First, in MrTaggy.com, we used the social cues from social bookmarks sites. Social tagging arose out of the need to organize found information that is worth revisiting. The collective behavior of users who tagged contents offer a good basis for recommendation engines. We used information theory and probabilistic graph models to pre-compute recommendations, and evaluated this exploratory browsing system in the lab using end-user learning metrics.

Second, in Zerozero88.com, we constructed a tweet recommender for Twitter users. In a modular approach, we explored three separate dimensions in designing such a recommender: content sources, topic interest models for users, and social voting. We evaluated the system by having twitter users rank the recommendations we gave them over a 3 week period. The results show how recommenders can profitably integrate social cues.

(joint work with Jilin Chen and Rowan Nairn)



Ed H. Chi is a Research Scientist at Google Research in Mountain View, California.

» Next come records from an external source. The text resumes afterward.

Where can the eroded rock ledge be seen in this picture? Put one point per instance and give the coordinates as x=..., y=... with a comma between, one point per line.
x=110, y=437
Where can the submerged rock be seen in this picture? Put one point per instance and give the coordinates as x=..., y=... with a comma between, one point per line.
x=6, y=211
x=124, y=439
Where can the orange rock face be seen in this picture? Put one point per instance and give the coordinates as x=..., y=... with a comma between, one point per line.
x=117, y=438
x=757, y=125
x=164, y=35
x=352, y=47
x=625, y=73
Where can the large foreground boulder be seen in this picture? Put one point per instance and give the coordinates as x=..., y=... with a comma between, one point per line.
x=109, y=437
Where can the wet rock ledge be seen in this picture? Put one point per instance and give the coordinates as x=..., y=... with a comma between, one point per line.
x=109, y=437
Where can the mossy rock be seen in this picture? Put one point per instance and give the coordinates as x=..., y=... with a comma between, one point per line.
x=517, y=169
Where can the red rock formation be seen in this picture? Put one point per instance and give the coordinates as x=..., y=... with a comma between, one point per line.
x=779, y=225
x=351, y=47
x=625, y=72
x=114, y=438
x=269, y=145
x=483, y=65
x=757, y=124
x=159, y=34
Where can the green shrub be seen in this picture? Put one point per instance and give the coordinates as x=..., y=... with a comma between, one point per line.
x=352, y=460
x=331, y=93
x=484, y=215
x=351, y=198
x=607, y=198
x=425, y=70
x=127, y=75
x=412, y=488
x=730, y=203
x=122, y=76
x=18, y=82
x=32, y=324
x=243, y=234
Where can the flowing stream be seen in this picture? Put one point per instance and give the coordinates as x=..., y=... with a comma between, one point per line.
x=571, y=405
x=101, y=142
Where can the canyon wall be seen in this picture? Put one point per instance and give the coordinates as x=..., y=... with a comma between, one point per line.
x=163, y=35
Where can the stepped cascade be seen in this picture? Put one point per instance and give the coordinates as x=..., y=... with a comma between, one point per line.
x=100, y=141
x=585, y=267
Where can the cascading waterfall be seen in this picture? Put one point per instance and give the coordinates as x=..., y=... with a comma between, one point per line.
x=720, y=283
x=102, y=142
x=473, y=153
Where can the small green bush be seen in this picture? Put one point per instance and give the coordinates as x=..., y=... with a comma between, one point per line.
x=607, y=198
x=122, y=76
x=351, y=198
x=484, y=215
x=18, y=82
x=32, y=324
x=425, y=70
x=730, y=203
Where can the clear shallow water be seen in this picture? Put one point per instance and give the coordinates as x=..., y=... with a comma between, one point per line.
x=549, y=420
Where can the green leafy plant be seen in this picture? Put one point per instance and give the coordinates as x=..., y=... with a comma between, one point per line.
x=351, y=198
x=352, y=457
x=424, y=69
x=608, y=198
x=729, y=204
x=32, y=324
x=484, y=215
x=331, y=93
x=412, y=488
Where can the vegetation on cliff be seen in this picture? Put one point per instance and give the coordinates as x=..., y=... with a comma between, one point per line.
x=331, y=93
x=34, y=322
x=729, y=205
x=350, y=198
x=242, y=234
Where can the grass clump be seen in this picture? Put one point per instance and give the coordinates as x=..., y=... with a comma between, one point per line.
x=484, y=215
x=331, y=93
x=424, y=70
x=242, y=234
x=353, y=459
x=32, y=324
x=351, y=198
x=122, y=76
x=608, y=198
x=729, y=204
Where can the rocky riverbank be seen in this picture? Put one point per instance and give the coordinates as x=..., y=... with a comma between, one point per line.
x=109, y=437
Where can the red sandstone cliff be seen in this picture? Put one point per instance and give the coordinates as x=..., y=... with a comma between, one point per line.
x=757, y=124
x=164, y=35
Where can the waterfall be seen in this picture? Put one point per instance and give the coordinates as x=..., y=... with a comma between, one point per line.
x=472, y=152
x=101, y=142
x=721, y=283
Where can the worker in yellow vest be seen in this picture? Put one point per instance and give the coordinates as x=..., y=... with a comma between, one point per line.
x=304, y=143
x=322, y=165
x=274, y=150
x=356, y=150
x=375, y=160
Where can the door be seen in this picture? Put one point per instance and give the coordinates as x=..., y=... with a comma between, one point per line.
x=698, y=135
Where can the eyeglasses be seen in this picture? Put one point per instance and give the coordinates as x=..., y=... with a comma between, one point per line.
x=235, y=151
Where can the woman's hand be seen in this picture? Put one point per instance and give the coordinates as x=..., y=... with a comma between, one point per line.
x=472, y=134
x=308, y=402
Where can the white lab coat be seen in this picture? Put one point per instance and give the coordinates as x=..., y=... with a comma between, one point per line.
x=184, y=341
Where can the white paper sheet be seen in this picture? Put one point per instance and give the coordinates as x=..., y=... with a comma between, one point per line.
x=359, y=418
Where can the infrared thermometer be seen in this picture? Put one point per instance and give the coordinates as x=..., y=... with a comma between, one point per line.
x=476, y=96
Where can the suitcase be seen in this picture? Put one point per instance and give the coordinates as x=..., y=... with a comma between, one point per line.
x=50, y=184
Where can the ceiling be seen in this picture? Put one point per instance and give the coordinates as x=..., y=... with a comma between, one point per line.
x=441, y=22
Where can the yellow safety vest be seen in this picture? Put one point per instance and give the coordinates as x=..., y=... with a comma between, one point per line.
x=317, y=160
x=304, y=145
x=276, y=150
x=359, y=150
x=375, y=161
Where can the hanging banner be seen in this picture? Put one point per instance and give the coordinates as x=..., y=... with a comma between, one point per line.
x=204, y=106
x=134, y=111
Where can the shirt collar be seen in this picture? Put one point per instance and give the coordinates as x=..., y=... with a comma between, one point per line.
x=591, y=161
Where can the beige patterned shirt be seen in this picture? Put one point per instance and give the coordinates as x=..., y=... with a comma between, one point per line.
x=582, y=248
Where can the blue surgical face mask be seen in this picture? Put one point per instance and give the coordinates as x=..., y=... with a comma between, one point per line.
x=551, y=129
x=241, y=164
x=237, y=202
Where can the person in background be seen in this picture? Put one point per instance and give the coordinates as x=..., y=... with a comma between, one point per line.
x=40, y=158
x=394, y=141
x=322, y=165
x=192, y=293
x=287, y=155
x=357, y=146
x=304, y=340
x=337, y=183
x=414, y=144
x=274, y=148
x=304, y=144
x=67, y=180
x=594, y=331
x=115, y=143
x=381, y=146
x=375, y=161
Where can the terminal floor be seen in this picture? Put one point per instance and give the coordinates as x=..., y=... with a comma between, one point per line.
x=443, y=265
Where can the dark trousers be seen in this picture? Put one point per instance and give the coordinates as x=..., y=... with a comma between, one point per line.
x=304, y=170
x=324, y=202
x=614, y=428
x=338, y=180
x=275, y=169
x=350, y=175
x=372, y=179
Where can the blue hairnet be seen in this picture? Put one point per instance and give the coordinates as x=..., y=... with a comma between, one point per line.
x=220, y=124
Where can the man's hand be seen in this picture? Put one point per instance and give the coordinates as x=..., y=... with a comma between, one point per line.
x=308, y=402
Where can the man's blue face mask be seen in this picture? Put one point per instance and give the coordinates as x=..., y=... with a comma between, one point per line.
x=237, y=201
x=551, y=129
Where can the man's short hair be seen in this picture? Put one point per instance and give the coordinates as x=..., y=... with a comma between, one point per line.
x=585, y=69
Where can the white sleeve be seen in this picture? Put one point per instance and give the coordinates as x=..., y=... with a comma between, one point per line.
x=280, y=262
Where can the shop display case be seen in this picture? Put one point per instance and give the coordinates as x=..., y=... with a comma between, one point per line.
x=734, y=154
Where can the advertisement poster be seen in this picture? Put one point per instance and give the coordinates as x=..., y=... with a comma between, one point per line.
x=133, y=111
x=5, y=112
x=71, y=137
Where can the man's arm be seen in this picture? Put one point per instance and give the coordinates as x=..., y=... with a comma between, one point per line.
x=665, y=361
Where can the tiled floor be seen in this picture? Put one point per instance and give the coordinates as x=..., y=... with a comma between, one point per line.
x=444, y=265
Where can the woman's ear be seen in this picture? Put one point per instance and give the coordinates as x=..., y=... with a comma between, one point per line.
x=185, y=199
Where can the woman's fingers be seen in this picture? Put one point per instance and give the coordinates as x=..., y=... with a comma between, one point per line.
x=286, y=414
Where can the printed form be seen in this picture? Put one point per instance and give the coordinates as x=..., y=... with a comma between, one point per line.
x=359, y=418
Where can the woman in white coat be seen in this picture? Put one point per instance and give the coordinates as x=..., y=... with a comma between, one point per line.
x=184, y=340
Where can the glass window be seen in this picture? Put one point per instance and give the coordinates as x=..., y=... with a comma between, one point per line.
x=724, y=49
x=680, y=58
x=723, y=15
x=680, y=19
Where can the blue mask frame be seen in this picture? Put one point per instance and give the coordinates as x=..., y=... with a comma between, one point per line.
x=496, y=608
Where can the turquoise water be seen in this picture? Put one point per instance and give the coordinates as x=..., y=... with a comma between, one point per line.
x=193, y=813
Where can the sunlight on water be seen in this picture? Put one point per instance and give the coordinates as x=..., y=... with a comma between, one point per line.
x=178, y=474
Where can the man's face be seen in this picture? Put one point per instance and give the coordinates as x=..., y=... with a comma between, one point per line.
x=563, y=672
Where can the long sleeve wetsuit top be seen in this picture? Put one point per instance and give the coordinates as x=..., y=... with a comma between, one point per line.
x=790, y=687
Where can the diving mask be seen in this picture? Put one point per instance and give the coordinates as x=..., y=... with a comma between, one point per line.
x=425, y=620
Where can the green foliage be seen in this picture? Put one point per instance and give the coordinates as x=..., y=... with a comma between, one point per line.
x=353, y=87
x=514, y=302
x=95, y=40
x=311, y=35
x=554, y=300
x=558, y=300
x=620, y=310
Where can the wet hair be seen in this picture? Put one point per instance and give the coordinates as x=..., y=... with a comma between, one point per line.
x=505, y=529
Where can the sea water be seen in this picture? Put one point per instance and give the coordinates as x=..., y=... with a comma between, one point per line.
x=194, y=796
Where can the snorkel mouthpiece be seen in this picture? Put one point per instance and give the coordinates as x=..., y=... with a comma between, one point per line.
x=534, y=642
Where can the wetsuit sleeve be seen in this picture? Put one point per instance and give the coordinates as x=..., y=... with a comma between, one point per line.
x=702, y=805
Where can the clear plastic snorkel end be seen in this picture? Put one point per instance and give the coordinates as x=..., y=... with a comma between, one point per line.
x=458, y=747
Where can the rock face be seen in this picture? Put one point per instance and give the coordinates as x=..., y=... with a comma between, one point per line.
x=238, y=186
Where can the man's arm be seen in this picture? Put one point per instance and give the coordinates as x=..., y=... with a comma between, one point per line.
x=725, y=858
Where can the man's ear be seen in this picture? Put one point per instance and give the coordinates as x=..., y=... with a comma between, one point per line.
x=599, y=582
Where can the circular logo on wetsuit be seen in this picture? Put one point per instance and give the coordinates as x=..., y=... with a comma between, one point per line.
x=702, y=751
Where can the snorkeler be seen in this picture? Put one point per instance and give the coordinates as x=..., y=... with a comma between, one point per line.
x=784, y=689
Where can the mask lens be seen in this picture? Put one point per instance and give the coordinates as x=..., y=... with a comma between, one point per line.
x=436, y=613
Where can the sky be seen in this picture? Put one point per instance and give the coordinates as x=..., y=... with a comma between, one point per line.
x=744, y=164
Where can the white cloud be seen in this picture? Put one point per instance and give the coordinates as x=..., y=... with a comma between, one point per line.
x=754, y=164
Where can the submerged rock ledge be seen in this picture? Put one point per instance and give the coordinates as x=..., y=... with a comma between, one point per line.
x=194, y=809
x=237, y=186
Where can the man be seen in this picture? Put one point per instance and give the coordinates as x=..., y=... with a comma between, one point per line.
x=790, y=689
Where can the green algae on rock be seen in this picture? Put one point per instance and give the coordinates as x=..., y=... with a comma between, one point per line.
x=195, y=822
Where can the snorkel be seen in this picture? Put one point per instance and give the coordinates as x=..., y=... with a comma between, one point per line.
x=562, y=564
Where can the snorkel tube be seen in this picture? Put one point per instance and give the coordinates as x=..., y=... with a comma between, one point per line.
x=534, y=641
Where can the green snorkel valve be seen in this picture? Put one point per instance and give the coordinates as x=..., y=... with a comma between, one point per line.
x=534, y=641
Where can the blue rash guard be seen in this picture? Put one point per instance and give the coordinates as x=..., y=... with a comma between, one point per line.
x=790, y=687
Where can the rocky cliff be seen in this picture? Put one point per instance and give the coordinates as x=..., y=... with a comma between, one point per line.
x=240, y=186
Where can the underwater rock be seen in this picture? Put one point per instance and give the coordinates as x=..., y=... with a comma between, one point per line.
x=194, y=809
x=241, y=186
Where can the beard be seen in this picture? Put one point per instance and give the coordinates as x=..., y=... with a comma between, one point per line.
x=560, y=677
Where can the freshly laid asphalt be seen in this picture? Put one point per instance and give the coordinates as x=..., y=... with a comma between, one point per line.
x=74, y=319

Very recently, he was the Area Manager and a Principal Scientist at Palo Alto Research Center's Augmented Social Cognition Group. He led the group in understanding how Web2.0 and Social Computing systems help groups of people to remember, think and reason. Ed completed his three degrees (B.S., M.S., and Ph.D.) in 6.5 years from University of Minnesota, and has been doing research on user interface software systems since 1993. He has been featured and quoted in the press, including the Economist, Time Magazine, LA Times, and the Associated Press.

With 20 patents and over 80 research articles, his most well-known past project is the study of Information Scent --- understanding how users navigate and understand the Web and information environments. Most recently, he led a group of researchers at PARC to understand the underlying mechanisms in online social systems such as Wikipedia and social tagging sites. He has also worked on information visualization, computational molecular biology, ubicomp, and recommendation/search engines. He has won awards for both teaching and research. In his spare time, Ed is an avid Taekwondo martial artist, photographer, and snowboarder.